My voice cracked, “I want to ask about my dad.”
“Your father was a wise man. It grieved my heart when he went home. What can I tell you?”
“Do you know the legend of the Nicotani?”
“The Ani-kutani,” he said. “Yes, I know of them. Your father asked me many questions about them. They were a priestly clan amongst the Cherokee. Some say they had special powers. They are all gone now.”
“According to what we read in James Mooney’s History, Myths, and Sacred Formulas of the Cherokees, after they sent the warriors away, they took advantage of the wives so the warriors banded together and wiped them out. Is that right?” I asked.
“Yes. Once they were gone, the Cherokee worried whether a sick person would recover.”
“Is it possible that some of the Nicotani survived?” asked Carol.
“I do not see how they might have survived without being discovered for so many years.” Charley raised an eyebrow. “I had an uncle who believed that the Invisible Tribe was really the Ani-kutani, but I know of no one else who believes that.”
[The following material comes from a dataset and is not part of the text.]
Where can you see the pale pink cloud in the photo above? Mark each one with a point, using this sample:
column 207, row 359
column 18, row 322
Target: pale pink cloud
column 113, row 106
“‘The Invisible Tribe,’” Carol repeated.
“The Invisible Tribe lives under the old mound in Franklin.”
“My father believed that it was only the Nicotani men who were wiped out. He believed that the surviving women may have reproduced normal children for generations, but there still remained the possibility of a Nicotani child being born. Do you think that is possible?” asked Carol.
“I cannot say that anything is impossible, but I would need to see such a thing with my own eyes.”
I took the wolf’s-tooth n
ecklace from my pocket and laid it on the table. “Do you know what this is?”
He picked it up and held it gingerly. “Yes. I recognize it. It was your father’s. I am the one who gave it to him.”
“Then you know what it is,” I blurted. I was so excited.
“It is a wolf’s tooth,” he said. “It is from a very large wolf.” He looked first at Carol and then at me. “The wolf is very special to us. I am of the Ani Wa Ya clan.” He paused and looked at each of us again. I think he hoped we’d understand. “The wolf clan. Cherokee people do not kill wolves. It is bad business. Originally it was wolves that lived with us, and dogs that lived in the mountains, but they changed places. Wolves needed freedom, but they never forgot their connection to men.”
I scooted my chair closer to the table. “I was wearing that around my neck once when a pack of Dobermans chased me onto a rock. I swear they were going to kill me when I fell off the rock, but a pack of wolves saved me.”
“Have you ever heard anything like that before?” asked Carol.
“I heard an old man say some wolves saved him from a bear when I was a young man.”
“I was holding that,” I touched the tooth in the palm of his hand, “when they came.”
He stared down at the necklace.
“It’s a talisman,” I declared.
He lifted his head slowly. “The Cherokee do not believe in talismans.” He handed the necklace back to me.
* * *
We drove halfway home in silence. I still couldn’t explain the wolf’s tooth and the wolves, but I wasn’t ready to completely let go of my father’s belief. Maybe we were Nicotani. Maybe we weren’t.
“Don’t be discouraged,” Carol finally said. “We’ll figure something out. I promise.”
Thirty-Six
Interrogation
I put the wolf’s-tooth necklace away again when we got home. On Monday, life returned to normal—normal, that is, if it’s normal to work for a man your mother thinks is evil, who is the most hated man in Boone, but who was the first adult to treat me like a man, and if that isn’t unnormal enough, he happens to be the father of my . . . Riley.